Remember holiday shopping?

The best things come in small packages - and maybe from small businesses

By Morf Morford

Tacoma Daily Index

Maybe it’s just me.

Or maybe it’s COVID.

Maybe it’s the tech/human metaverse/singularity or whatever we are calling it this week.

Or maybe, for whatever reason, we are all getting more brain dead by the day.

Ever ask someone a simple utilitarian question, like how to do/fix or clean something, and they say “Google it”.

Or you ask someone where they got something, and they say “online”.

As if those answers had any meaning whatsoever.

Maybe it’s because I’m getting old and curmudgeonly (probably true) but every conversation like this makes me crazy.

Why would anyone respond to a question with an answer that I, and pretty much everyone else on the planet already know?

Yes, in our quasi-metaverse, when eBay, Amazon (and everyone else from Etsy to Pinterest to YouTube) does their best to convince us that they are “the everything store” maybe those simple questions like where something was purchased to how to repair something around the home are not purely informational.

Maybe, like every other era and culture in human history until the past decade or so, what we are looking for is not pure information, or even directions to the mythical universal market we call the cloud-based “online”.

We are looking for some kind of human connection.

Anyone remember what holiday shopping used to look and feel like?

You’d wander the decorated and lit up streets, bundled up, cheerful, and full of anticipation meandering in and out of local stores looking for the perfect thing for your loved ones – or, if we are honest, for ourselves.

But whatever the intent – or results, there was a bit of magic in the air, as you gathered your ideas, gift-giving strategies and, of course, packages from local store owners.

With chit-chat, encouragement and maybe a bit of helpful advice, coping with the holidays became a bit more manageable – maybe even enjoyable – thanks to this continual parade of encounters with strangers who may (or may not) share your beliefs or enthusiasm for the holidays.

But none of that mattered back then.

In the holiday season of times past people shopped without explanation, or justification or even concern – and certainly not conflict – over what anyone else believed or celebrated.

Besides being way more fun, shopping local is far better for our local economies.

Nationwide 76% of local retail businesses still aren’t at pre-COVID revenue levels.

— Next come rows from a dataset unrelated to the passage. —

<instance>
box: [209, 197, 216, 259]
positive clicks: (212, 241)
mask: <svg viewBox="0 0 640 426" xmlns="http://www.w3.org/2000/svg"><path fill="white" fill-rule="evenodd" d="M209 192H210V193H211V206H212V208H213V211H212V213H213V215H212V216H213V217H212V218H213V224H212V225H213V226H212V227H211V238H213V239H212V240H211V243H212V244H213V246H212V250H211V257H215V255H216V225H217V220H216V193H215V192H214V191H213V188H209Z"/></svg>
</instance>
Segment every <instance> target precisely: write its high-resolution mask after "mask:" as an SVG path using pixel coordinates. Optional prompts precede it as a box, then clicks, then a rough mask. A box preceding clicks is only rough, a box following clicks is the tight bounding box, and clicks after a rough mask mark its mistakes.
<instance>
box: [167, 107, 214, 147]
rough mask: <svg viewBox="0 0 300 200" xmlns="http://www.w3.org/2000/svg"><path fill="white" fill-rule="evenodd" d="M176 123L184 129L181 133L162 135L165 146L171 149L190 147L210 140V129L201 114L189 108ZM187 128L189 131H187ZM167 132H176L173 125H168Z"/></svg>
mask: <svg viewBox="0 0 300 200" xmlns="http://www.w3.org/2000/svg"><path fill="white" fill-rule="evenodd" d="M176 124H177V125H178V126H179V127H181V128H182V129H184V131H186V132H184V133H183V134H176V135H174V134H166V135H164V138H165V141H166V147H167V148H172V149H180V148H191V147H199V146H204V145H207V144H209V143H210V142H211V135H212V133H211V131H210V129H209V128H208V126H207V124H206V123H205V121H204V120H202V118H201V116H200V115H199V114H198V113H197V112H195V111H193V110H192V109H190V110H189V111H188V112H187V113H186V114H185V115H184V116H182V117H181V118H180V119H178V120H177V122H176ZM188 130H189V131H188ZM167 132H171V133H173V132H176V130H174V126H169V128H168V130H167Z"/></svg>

In fact, 23% of them are at risk of closing by the end of the year if sales don’t improve, and 40% of them couldn’t make November rent.

And 33% of restaurant owners say they could lose their business by year’s end.

When you make a commitment to bypass the big box stores and spend local this season, you’re doing far more than supporting local businesses.

You’re contributing to the base of your local economy as a whole: schools, community programs, jobs, organizations, and much more.

Tacoma, like many cities and towns, has a variety of holiday walks, strolls, or trails to follow featuring one of a kind, specially-made products.

The next time someone asks where you got that unique and unbelievably cool item or piece of clothing, don’t be a dull-eyed disciple of the Borg.

Tell them what independent store like no other in the known world has such odd, interesting and unlikely things.

Tacoma, and every other town around here has many such places.

They are worth searching for – and supporting.

And if you have a favorite unique place, you can vote for them here – until January 14th.

And don’t forget fabulous local one of a kind events like the Destiny City Film Festival (

And don’t forget the one of a kind Spaceworks ( in Tacoma. Among other things, they feature a Business Incubator Program, Entrepreneur Success Workshop, The Black Business Accelerator, 1120 Downtown and 1120 Hilltop Co-Working Spaces, and, of course, Artscapes.

Other towns have “Keep XXXXX weird” campaigns – we don’t need to keep Tacoma weird, we just need to help Tacoma’s weird businesses stay afloat.